The Liberal Government’s Blatant Abuse of “Access to Information”
In all my years of doing investigative research, I have never dealt with a government that was more secretive than the MacLauchlan Liberal government. It used to be that you could just ask for information and you’d usually get it, but those days are long gone. Now you need to exercise your legal right to access government information, and pay for that information. Even then, what you usually end up receiving after months of waiting is significantly redacted and/or woefully incomplete.
I routinely submit very focussed “Access to Information” requests in a bid to get documents that used to be – under the previous Pat Binns government – happily provided …but not with this Liberal government! And rather than holding back only specific information that would be a real infringement of privacy rights, this government is using those privacy provisions within the Act to deny access to information we have a right to have, but government prefers to keep secret.
Take the so-called “Review of Land Holdings” which the Minister of Communities, Lands and Environment, Hon. Richard Brown, announced last May that he instructed the Island Regulatory and Appeals Commission (IRAC) to undertake. After learning from members of the National Farmers Union (NFU) that they had tried for months (unsuccessfully) to get a promised meeting with Minister Brown so he could get their input into establishing the “terms of reference” for that land review, I decided to submit an Access to Information Request to see what – if anything – was being considered and/or undertaken by either the Department or IRAC regarding the Lands Review. I submitted the following request on September 18, 2018:
I subsequently received a letter dated October 15, 2018, informing me that the Department of Communities, Lands and Environment had received my request on September 18, 2018, but…..
“The records contain information that affect the interests of other third parties. We have contacted the affected parties, as required under Section 28 of the Act, to provide them with an opportunity to consent to disclosure or to make representations objecting to disclosure.”
I subsequently learned that a search for relevant records had uncovered 69 pages, and I finally received those documents in the mail the first week of November, with a letter dated October 25, 2018.

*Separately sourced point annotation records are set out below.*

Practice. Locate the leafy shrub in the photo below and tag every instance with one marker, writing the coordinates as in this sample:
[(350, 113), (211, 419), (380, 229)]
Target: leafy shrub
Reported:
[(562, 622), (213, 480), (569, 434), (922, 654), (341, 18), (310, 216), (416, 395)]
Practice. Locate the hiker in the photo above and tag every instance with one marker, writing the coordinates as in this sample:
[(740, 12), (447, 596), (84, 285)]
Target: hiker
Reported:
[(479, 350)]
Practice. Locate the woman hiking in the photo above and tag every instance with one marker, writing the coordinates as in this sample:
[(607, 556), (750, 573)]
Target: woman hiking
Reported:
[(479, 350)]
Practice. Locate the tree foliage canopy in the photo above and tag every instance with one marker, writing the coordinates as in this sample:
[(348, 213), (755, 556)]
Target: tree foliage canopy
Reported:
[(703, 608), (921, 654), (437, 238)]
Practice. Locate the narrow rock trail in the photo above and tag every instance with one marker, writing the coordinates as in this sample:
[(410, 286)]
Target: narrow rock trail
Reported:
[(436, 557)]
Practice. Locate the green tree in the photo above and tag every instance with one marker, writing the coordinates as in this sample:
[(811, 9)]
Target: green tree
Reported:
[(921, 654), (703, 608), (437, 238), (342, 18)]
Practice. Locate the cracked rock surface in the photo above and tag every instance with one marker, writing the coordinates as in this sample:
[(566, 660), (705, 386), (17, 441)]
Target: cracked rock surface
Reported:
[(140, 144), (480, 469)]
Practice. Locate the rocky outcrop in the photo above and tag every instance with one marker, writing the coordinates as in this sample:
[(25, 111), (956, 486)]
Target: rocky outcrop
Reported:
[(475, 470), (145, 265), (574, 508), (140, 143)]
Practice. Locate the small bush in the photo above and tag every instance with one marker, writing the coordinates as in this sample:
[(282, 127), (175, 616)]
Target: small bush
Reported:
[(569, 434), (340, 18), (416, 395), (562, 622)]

The package seemed awfully thin for 69 pages, and I soon learned why. The first 14 pages were useless notes and emails essentially saying, “Minister Brown has announced that a Land Review will happen….etc. As I flipped forward to get to the good stuff – pages 15 – 69, here’s what I found:


Not one single word !
Sure, I could file an appeal to the Information Commissioner and probably get a ruling that the government had no right to withhold all that information, but really…what would be the point?
I’ve just learned that the NFU was finally granted a meeting with the Minister on November 6, 2018. They were informed that something might be ready for the public by February, 2019, but all indications are that little or nothing has been done on the review by IRAC to date.
Land holding data is all there to print out and then assess, so I’m sure it wouldn’t take more than a few days to compile the data and tell us how much land is owned by who, how much land is owned by non-residents, etc. That is, if there was a will to be truly “open and transparent,” but this Liberal government is unfortunately all about being “closed and opaque.”
When we finally get the results of the Land Review, we’ll only hear what we already know: that the letter of the law – as currently written in the Lands Protection Act – is being followed. It’ll have been just another “kick the can down the road” exercise and a complete waste of time and taxpayer’s money.
As for all the sneaky ways that technically-complicated and legally-obscure terms are creating loopholes allowing certain corporate entities and/or non-residents to acquire more land than the Act ever intended, thereby violating the “spirit” of the Act…..well, I’m sure we’ll hear nothing about that.
Why doesn’t the Wade MacLauchlan government want us to know what they’re doing (or not doing)? Because knowledge is power…and this government likes to keep power to itself. And that is a totally unacceptable affront to democracy.
Article Comments
Anonymous
November 9, 2018 9:57 amThank you, Kevin, for keeping us informed. It is so disheartening to hear these stories.
2019 should bring a big change.
Anonymous
November 9, 2018 6:33 pmHi Kevin. We need your balls in government.